The Poetry Corner

From Anacreon. Ode 3.

By George Gordon Byron

[Greek: Mesonuktiois poth hopais, k.t.l.] [1] Ode 3. 'Twas now the hour when Night had driven Her car half round yon sable heaven; Botes, only, seem'd to roll His Arctic charge around the Pole; While mortals, lost in gentle sleep, Forgot to smile, or ceas'd to weep: At this lone hour the Paphian boy, Descending from the realms of joy, Quick to my gate directs his course, And knocks with all his little force; My visions fled, alarm'd I rose, - "What stranger breaks my blest repose?" "Alas!" replies the wily child In faltering accents sweetly mild; "A hapless Infant here I roam, Far from my dear maternal home. Oh! shield me from the wintry blast! The nightly storm is pouring fast.
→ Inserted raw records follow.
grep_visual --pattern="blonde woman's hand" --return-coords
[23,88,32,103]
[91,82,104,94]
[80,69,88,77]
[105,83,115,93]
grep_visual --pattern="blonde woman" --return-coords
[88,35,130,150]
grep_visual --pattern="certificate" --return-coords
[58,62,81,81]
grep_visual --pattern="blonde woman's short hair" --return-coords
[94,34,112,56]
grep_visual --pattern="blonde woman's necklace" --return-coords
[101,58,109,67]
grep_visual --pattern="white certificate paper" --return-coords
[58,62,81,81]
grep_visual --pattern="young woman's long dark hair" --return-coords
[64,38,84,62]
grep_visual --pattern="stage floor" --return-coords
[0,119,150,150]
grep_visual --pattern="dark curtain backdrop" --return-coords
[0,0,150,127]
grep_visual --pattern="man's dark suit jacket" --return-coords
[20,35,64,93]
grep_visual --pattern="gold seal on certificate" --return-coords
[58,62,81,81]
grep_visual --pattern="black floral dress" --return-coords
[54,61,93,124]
No prowling robber lingers here; A wandering baby who can fear?" I heard his seeming artless tale, I heard his sighs upon the gale: My breast was never pity's foe, But felt for all the baby's woe. I drew the bar, and by the light Young Love, the infant, met my sight; His bow across his shoulders flung, And thence his fatal quiver hung (Ah! little did I think the dart Would rankle soon within my heart). With care I tend my weary guest, His little fingers chill my breast; His glossy curls, his azure wing, Which droop with nightly showers, I wring; His shivering limbs the embers warm; And now reviving from the storm, Scarce had he felt his wonted glow, Than swift he seized his slender bow: - "I fain would know, my gentle host," He cried, "if this its strength has lost; I fear, relax'd with midnight dews, The strings their former aid refuse." With poison tipt, his arrow flies, Deep in my tortur'd heart it lies: Then loud the joyous Urchin laugh'd: - "My bow can still impel the shaft: 'Tis firmly fix'd, thy sighs reveal it; Say, courteous host, canst thou not feel it?"